Mysterious crime spree erupts on the prairie.

WISCONSIN DEATH TRIP

directed by James Marsh runs Oct. 26-Nov. 1 at Grand Illusion


A PAIR OF young lovers joyously stripping to corset and union suit while splashing merrily into the river seems so out of place in James Marsh’s brutal 1999 documentary that you brace yourself to see one bludgeon and drown the other. Wisconsin Death Trip‘s steady litany of violence, psychosis, and suicide prepares us to expect the worst. After such wallowing in the macabre, the incongruous announcement of a happy marriage between the two romantic runaways makes us reel.

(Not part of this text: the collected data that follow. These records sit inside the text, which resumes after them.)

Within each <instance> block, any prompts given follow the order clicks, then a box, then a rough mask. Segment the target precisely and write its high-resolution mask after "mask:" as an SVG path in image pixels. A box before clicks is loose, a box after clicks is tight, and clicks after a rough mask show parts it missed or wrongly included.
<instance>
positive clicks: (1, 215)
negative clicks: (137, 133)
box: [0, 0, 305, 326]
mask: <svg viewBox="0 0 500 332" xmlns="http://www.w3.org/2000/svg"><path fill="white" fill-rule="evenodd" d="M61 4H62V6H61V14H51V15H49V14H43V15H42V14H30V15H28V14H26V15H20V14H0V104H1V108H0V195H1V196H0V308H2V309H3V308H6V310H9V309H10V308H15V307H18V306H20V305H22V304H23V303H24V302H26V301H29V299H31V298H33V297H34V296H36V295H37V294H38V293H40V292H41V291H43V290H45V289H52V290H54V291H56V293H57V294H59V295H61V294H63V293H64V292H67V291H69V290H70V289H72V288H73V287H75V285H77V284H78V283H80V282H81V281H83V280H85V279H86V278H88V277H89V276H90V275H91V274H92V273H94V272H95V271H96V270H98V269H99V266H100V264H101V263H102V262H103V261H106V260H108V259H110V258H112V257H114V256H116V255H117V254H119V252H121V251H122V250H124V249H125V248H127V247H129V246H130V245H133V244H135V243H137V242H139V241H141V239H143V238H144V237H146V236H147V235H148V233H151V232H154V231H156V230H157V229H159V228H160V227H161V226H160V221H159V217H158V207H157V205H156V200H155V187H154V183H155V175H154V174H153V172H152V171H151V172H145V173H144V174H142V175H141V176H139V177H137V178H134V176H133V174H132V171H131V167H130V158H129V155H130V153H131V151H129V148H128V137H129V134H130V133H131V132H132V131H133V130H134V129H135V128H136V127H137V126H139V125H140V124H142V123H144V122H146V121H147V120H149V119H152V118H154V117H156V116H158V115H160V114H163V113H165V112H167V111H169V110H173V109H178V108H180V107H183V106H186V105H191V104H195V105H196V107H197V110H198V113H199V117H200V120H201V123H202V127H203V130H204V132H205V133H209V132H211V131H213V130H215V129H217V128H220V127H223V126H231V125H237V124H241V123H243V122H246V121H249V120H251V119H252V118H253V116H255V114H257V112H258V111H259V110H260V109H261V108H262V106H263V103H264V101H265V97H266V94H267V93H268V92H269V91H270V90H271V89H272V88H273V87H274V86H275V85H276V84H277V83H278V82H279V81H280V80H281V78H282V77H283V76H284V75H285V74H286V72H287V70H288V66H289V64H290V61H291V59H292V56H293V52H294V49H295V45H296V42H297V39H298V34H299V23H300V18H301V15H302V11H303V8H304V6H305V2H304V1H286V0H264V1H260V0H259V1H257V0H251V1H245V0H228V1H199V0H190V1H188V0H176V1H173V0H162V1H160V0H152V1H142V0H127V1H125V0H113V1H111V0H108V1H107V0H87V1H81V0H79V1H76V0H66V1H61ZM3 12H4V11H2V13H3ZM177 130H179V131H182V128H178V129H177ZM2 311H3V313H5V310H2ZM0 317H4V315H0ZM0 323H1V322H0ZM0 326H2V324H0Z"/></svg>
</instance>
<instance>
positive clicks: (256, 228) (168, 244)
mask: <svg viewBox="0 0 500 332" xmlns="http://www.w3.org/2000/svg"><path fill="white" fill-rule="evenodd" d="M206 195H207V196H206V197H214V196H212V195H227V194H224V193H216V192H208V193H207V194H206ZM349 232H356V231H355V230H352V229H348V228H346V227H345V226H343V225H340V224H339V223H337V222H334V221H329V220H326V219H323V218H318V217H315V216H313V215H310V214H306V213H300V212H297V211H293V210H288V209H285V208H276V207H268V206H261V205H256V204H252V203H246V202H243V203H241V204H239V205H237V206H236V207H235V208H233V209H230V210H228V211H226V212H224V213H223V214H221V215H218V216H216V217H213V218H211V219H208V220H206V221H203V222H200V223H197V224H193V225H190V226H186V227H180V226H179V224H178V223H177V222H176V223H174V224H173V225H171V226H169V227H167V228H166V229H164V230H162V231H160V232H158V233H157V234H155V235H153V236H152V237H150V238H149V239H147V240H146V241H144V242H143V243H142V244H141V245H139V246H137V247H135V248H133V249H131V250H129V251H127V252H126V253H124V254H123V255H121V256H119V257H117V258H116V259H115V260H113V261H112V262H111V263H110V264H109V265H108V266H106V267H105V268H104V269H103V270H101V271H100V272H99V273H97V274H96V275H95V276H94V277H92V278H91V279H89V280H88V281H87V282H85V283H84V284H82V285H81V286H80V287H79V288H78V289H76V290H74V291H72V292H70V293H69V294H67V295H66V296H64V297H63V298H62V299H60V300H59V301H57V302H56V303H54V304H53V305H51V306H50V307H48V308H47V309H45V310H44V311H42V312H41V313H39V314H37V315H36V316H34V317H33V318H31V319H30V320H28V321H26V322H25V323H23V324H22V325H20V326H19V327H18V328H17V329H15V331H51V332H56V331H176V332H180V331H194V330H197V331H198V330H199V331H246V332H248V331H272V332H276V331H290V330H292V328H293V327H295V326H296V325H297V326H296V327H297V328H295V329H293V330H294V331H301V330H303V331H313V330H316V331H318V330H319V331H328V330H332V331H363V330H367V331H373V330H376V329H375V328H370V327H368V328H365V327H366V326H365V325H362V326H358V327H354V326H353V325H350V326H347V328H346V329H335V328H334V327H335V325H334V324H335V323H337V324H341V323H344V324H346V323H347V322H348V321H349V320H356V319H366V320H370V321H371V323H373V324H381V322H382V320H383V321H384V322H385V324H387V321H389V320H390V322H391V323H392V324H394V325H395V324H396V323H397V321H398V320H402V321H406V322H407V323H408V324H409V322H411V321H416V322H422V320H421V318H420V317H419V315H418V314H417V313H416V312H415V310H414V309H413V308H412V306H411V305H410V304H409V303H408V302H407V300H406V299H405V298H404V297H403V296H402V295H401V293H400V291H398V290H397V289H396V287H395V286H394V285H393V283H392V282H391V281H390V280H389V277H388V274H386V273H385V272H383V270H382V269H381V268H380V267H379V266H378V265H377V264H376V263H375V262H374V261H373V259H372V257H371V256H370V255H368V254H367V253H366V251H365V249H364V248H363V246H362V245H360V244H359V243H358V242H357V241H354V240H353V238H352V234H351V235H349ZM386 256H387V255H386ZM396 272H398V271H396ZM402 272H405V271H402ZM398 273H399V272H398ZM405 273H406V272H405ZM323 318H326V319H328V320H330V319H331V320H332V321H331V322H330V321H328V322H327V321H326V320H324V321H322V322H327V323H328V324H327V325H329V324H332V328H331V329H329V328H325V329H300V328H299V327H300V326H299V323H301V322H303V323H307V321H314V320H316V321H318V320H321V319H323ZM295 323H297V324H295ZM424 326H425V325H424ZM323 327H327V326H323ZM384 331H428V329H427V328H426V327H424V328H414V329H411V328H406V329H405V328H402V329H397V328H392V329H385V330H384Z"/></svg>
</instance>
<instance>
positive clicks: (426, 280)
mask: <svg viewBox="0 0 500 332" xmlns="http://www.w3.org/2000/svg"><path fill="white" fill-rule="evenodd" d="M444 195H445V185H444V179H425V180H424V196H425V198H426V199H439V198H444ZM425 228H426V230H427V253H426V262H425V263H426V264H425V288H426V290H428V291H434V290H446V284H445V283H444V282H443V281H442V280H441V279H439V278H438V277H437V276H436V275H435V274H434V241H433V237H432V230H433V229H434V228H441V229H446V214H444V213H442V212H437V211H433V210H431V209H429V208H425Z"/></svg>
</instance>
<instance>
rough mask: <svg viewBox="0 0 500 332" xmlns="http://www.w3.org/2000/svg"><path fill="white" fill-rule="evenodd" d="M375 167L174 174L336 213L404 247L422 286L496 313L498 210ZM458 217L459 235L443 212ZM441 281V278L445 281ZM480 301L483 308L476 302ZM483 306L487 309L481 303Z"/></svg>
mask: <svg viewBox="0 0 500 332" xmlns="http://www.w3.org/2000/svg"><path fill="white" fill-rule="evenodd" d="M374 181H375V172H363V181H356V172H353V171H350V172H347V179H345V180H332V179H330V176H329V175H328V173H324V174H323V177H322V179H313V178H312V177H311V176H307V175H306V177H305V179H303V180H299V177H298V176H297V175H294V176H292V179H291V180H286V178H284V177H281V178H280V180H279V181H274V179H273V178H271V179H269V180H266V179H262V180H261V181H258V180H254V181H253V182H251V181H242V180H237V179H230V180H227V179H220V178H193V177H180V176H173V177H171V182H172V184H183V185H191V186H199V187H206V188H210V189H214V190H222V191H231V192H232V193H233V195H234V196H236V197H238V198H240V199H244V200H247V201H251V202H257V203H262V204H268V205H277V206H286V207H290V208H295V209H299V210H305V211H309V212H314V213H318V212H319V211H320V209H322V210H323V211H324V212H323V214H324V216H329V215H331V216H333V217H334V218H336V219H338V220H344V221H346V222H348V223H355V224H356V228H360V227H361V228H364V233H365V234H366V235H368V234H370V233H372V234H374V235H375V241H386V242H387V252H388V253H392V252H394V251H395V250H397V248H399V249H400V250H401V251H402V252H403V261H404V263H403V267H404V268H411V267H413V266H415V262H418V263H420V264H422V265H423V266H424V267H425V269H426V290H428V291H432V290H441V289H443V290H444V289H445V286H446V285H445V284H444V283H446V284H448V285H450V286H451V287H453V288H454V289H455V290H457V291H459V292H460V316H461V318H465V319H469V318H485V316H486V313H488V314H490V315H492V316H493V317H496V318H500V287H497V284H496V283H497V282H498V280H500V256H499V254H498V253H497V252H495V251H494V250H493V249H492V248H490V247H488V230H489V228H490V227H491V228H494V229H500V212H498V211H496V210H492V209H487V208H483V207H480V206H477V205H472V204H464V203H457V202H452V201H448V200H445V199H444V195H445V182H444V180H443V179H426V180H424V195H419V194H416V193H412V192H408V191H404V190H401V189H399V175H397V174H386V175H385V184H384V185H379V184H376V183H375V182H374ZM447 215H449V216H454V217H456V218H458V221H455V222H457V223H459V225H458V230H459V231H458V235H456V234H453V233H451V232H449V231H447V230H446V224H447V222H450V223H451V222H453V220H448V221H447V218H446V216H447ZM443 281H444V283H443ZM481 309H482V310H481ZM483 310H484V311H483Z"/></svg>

Gripped by economic depression, harsh winters, and a devastating diphtheria epidemic, the people of rural 1890s Black River Falls, Wis. appear to have fallen prey to collective madness. Ian Holm dispassionately narrates a grim catalog of abandoned children, arson, jilted lovers’ revenge, self-immolation, and insanity taken from the town newspaper and records of the nearby Mendota Insane Asylum. A debt-ridden farmer dynamites his head, announcing, “Here I go, and the Lord go with me.” A girl repeatedly sets fire to her house out of sheer boredom. A mother, hearing voices, drowns her three children. A 14-year-old runaway boy remorselessly murders a farmer for the thrill. With its eclectic soundtrack, period photographs, and rich black-and-white re-creations, the police blotter recitation is like some demented collaboration between Ken Burns and David Lynch.

For structure, Marsh arranges incidents by season and returns to eccentrics like Mary Sweeney, the “Wisconsin Window Smasher,” whose cocaine-fueled compulsion begat $50,000 worth of broken glass. Among the fascinations is fallen opera star Pauline L’Allemand who, after being bilked into buying a ramshackle cabin, failed to find a paying, music-loving audience, then ended up communing with spirits while living on cattle feed.

How could so many dismal mishaps happen in one tiny town? Based on Michael Lesy’s 1973 book, Wisconsin‘s all true, yet it’s also false, cramming 15 years of hardship into what appears to be only one. The Victorian death fetish, with its custom of photographing the deceased in their coffins, only ripens the period for Marsh’s mordant exploitation. (Don’t be surprised if you share a few of his sardonic chuckles.)

Even as Wisconsin unconvincingly juxtaposes color footage of contemporary Black River Falls to extract present-day significance from century-old events, this textured work of Schadenfreude is a great primer for Halloween chills. The potential social collapse that lurks around the corner in our humdrum lives is scarier than any slasher flick. Wherever people collect, so does tragedy, hand in hand with joy. The “death trip”—in Wisconsin or anyplace else—is life itself.